Greetings! The purpose of this readme file is to offer the reader the steps required to make use of this CS 7641 Assignment 4 package. This readme is split by the different Markov Decision Processes that were required for completion of the assignment.

Project Setup

  1. Clone or download the assignment 4 repository.
  2. Download and install Eclipse IDE.
  3. Import the project inside of Eclipse.
  4. When the project is imported, right click on the top-level directory shown on the left.
  5. Navigate through context menu to Maven, then click Update Project. This should resolve classpath issues. Note: if you're having issues related to the classpath, or import/dependency issues try to repeat steps 4 and 5.
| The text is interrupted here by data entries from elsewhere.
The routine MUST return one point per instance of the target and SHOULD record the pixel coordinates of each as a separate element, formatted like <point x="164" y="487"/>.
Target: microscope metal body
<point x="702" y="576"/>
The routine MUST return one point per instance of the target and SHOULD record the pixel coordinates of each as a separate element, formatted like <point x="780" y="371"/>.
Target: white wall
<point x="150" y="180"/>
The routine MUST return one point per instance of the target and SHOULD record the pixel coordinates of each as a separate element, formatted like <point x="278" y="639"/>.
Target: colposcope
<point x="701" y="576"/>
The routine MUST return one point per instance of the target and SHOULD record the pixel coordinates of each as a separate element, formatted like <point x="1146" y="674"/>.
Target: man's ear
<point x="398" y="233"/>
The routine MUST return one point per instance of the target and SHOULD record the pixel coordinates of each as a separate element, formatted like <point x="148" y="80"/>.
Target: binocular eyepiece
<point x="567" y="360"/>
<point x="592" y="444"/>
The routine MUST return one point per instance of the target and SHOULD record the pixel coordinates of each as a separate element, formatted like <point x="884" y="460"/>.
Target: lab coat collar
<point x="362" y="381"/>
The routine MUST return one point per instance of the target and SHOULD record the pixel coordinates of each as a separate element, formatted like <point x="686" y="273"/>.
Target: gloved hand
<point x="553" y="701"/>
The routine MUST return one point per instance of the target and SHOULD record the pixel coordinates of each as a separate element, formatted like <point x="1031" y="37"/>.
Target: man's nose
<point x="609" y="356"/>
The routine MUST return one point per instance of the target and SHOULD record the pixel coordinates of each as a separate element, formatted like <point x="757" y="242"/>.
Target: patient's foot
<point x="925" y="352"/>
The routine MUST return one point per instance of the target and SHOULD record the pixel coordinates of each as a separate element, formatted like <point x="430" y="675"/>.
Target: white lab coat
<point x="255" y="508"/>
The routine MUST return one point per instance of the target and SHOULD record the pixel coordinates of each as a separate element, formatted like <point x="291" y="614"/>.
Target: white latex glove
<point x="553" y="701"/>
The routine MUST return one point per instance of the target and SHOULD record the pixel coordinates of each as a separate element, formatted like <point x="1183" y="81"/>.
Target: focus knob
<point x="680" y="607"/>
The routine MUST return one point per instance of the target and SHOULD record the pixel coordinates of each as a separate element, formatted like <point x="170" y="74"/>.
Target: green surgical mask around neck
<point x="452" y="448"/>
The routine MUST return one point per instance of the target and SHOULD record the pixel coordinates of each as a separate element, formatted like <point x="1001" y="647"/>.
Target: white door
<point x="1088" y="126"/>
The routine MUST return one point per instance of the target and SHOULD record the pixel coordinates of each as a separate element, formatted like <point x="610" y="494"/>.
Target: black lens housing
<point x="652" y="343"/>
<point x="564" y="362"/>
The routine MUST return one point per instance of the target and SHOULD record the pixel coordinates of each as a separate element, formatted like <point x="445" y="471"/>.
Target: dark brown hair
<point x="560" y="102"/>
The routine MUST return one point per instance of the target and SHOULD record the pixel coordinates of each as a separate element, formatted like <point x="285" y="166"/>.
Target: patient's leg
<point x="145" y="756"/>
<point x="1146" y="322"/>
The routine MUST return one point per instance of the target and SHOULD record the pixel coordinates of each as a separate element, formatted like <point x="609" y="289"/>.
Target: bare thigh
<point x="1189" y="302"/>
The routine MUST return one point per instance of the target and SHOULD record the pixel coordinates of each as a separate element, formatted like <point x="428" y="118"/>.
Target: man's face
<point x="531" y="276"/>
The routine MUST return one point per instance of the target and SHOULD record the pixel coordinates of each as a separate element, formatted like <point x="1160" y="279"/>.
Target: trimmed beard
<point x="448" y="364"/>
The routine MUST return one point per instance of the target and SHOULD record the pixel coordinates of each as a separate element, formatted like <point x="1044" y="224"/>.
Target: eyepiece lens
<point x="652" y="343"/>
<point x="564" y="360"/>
Running the Grid World: Low Difficulty Analysis:

  1. While inside the directory structure cs7641-assignment-4/src/main/java/assignment4/ right-click on the EasyGridWorldLauncher.
  2. Go to the “Run As…” section and select “Java Application.
  3. All three algorithms will run and the aggregate analysis and optimal policies will be printed to the console.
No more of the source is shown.